Proprio ora è importante più che mai tenere alta l'attenzione sulle fragilità e sulle malattie rare…
Fin da subito ci siamo detti che, anche nel pieno della pandemia, dovevamo andare avanti con più forza sulla strada della ricerca sulle malattie rare. È importante non solo non abbassare l'attenzione, ma proseguire con metodo lungo un percorso che negli anni ha dato frutti straordinari.

Il tema dell'attivarsi per le buone cause è al centro di questa straordinaria energia che sta attraversando il Paese, pur nella tragedia. Come possiamo continuare a sostenere questa energia?
Vedo e sento molto questa energia. Il nostro Paese è pieno di difetti, ma ricco di staordinaria generosità. Quello che pavento è il rischio che abbiamo avuto dopo i terremoti: lla capacità di raccogliere fondi e la capacità di rispondere a un appello sono condizioni necessarie affinché vengano svolte buone cause. Ma, al contempo, sono capacità insufficienti. Tra la raccolta dei fondi e l'atto generoso e la soddisfazione del bisogno passa la capacità di scegliere la destinazione di quei fondi. Oltre al monitoraggio e all'affiancamento nella destinazione. Il come e il cosa fare si devono sposare con l'efficacia.
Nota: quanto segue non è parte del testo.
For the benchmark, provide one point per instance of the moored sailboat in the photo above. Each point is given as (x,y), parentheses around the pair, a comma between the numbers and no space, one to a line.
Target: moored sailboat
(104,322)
È un tema che emerge spesso in rapporto al Terzo Settore.
Il non profit, molto spesso, si fa legittimare dalla sua stessa legittimazione d'intenti. La valutazione di efficacia chiama in causa quali competenze mettiamo in campo per destinare al meglio le risorse raccolte. Molto spesso, però, il donatore non esercita una funzione vera di controllo. Anche il donatore, mosso da un istinto emotivo e molto generoso, si fa bastare quest'anno. A fronte di molta gente che non dona, perché è sospettosa o peggio, c'è molta altra gente che dona ma poi si disinteressa di quanto ha donato.

Questo apre un'altra questione: serve, anche per il Terzo Settore, un'organizzazione strutturata…
Torniamo al caso delle raccolte fondi: non basta aprire un numero verde per essere abilitati a usare correttamente i soldi raccolti. Per farlo, bisogna avere delle strutture e dei sistemi che valutano i bisogni, le capacità di spendere e attuino tutti quei processi – come la destinazione dei fondi e la gestione del portafoglio progetti finanziati – che sono la parte più difficile. In Telethon la parte più difficile viene dopo la raccolta fondi, quando i soldi dobbiamo destinare e quando i progetti di ricerca che possono diventare farmaci li dobbiamo fare diventare farmaci.